Am Mittwoch wurde der Wirtschaftsplan in der Sitzung des Aufsichtsrats und der Gesellschafterversammlung der Landestheater Detmold GmbH verabschiedet. Landrat Dr. Axel Lehmann hatte als Aufsichtsratsvorsitzender der Presse danach gute Nachrichten zu verkünden: aus Düsseldorf kämen positive Signale, dass auch die Landestheater in Nordrhein-Westfalen mit einer baldigen Erhöhung der Zuwendungen rechnen könnten, abzuwarten sei allerdings noch der Zuwendungsbescheid.

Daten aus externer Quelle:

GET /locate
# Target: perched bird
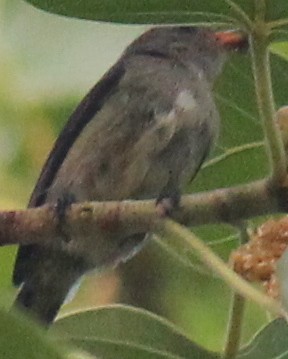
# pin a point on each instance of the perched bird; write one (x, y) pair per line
(142, 132)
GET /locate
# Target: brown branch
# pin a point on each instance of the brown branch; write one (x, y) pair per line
(91, 219)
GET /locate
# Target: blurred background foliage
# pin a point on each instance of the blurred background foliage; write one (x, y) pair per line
(47, 64)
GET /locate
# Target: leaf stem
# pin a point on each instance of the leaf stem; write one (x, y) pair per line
(234, 327)
(242, 15)
(263, 87)
(171, 229)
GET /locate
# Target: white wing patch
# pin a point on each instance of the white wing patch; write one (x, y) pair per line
(185, 101)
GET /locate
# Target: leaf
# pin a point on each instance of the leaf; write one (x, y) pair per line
(126, 332)
(270, 343)
(20, 338)
(144, 11)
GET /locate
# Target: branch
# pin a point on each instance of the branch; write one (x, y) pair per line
(92, 220)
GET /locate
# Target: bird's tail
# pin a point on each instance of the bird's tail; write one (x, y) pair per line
(43, 293)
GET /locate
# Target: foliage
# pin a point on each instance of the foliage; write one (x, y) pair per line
(121, 331)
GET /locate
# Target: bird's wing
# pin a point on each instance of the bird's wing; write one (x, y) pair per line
(86, 110)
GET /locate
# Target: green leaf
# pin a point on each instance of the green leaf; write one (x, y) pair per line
(20, 338)
(270, 343)
(144, 11)
(126, 332)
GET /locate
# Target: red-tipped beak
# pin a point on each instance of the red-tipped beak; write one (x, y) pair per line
(232, 40)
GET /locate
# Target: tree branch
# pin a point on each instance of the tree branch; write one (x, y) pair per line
(91, 219)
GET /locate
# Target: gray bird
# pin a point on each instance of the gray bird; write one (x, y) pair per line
(142, 132)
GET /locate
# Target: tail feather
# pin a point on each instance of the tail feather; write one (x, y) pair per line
(42, 305)
(47, 285)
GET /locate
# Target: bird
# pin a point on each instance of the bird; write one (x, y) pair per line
(142, 132)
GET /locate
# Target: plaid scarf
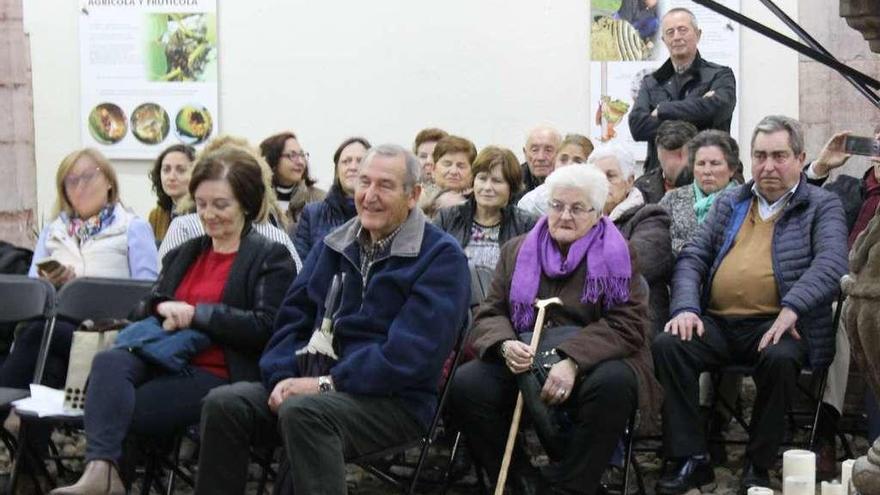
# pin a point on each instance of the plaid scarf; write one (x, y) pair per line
(84, 229)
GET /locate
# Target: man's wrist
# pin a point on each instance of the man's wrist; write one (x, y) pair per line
(325, 384)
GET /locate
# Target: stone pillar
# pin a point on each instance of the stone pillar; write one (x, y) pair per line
(18, 189)
(828, 103)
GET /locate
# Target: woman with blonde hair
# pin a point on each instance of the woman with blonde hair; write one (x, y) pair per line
(218, 292)
(92, 235)
(187, 226)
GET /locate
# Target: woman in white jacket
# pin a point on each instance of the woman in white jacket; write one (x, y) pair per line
(93, 235)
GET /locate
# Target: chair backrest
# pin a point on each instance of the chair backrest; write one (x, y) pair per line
(481, 280)
(99, 298)
(23, 298)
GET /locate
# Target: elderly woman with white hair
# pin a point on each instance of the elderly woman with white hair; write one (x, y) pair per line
(600, 362)
(645, 226)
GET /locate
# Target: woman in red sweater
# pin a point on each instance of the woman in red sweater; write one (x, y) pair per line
(226, 286)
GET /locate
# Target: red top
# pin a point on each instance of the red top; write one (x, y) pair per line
(203, 284)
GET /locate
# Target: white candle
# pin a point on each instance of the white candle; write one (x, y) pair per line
(798, 485)
(802, 464)
(832, 488)
(846, 474)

Verwaltungsdirektor Stefan Dörr erläuterte, dass über 80 % des Etats Personalkosten seien, so dass nicht ausgeglichene anstehende Tariferhöhungen einen Fehlbetrag ergeben, der weitere Einsparungen über die bereits bekannte Höhe von 350 000 Euro pro Jahr erfordern würde. „Der prognostizierte gute Abschluss der Spielzeit 2017/18 stellt allerdings eine verbesserte Ausgangslage dar. Wenn dann noch die erhoffte glückliche Entwicklung der Landeszuschüsse eintrifft, die derzeit bei 9,3 Millionen Euro im Jahr liegen, so ist der Fehlbetrag wettgemacht.“

Dr. Axel Lehmann zeigte sich überzeugt, dass das Landestheater Detmold unter diesen Voraussetzungen auch in Zukunft gutes Theater anbieten werde. Der designierte Intendant Georg Heckel, der sich zusammen mit Stefan Dörr intensiv für eine verbesserte Finanzierung eingesetzt hatte, folgerte, dass damit auch alle Spielstätten gehalten werden können.